The further objection is made that the evidence fails to disclose proof of the reasonable cost of completion. There is ample evidence to support this finding, as also the finding as to the damages of three hundred and eighty dollars for the delay in the completion of the building.
There is, however, a discrepancy between the computation of respondent's claim and the judgment. The items going to make up the cost of the completion of the building appear to be $907.13, while the judgment was for $921.80, a difference of $14.67. This sum deducted from $1,301.80, the full amount of the judgment, leaves the sum of $1,287.13. It is not necessary to reverse the judgment or order for this reason, as the error may be corrected by a modification of the judgment. ( McConnell v. Corona City Water Co., 149 Cal. 60, [8 L. R. A. (N. S.) 1171, 85 P. 927]; Klokke v. Raphael, 8 Cal.App. 1, [ 96 P. 392].)
It is therefore ordered that the judgment be modified by deducting from the amount thereof the sum of $14.67, and with this modification the judgment and order denying a new trial are affirmed.

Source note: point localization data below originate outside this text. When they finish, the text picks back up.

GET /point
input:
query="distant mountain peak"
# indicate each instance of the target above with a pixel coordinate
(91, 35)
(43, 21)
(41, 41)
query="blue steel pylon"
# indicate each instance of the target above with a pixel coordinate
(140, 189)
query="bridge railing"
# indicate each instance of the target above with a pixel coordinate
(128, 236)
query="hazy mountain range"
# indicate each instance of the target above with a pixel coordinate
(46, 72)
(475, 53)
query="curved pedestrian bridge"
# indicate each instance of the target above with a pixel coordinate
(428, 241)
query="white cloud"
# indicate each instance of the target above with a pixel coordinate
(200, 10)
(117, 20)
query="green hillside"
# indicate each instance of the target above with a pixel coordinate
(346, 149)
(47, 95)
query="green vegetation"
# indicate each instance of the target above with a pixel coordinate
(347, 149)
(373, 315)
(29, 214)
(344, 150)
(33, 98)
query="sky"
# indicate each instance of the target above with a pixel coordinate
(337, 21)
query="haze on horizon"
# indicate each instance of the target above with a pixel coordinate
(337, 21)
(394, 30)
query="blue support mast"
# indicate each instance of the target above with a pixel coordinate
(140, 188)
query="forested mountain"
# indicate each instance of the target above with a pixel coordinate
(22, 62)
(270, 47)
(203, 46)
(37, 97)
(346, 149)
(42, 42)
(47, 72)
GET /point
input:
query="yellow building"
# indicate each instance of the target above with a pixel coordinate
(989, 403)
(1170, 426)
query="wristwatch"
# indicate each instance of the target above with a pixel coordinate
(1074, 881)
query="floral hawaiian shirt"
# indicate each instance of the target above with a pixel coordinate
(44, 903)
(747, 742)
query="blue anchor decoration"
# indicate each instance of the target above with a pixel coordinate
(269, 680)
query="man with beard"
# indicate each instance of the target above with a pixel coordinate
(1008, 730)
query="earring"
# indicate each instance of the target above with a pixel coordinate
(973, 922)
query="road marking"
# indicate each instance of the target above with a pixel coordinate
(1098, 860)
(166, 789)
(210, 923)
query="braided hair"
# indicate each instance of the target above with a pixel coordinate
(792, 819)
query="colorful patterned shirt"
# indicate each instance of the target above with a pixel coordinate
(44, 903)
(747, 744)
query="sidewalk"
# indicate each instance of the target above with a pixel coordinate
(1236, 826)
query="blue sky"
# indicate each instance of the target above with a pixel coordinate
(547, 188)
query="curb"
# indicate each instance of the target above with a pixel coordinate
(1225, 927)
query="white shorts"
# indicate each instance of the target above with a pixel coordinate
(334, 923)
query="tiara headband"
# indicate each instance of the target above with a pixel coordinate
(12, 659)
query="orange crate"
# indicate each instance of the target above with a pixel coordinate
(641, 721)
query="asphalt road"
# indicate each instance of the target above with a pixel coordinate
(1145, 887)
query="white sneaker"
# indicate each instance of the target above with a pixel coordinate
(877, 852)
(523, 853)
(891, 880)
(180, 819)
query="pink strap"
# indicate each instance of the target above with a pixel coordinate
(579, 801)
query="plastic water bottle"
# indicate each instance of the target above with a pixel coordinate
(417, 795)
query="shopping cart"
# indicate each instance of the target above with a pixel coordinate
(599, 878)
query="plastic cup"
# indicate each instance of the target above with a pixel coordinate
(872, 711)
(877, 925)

Lennon, P. J., and Hall, J., concurred.
A petition to have the cause heard in the supreme court, after judgment in the district court of appeal, was denied by the supreme court, on February 1, 1913, and the following opinion then rendered thereon:
THE COURT. — The petition for hearing in the supreme court is denied and we agree with the reasoning of the district court of appeal, to the effect that Boas v. Maloney, 138 Cal. 105, [ 70 P. 1004], is no longer to be regarded as authority.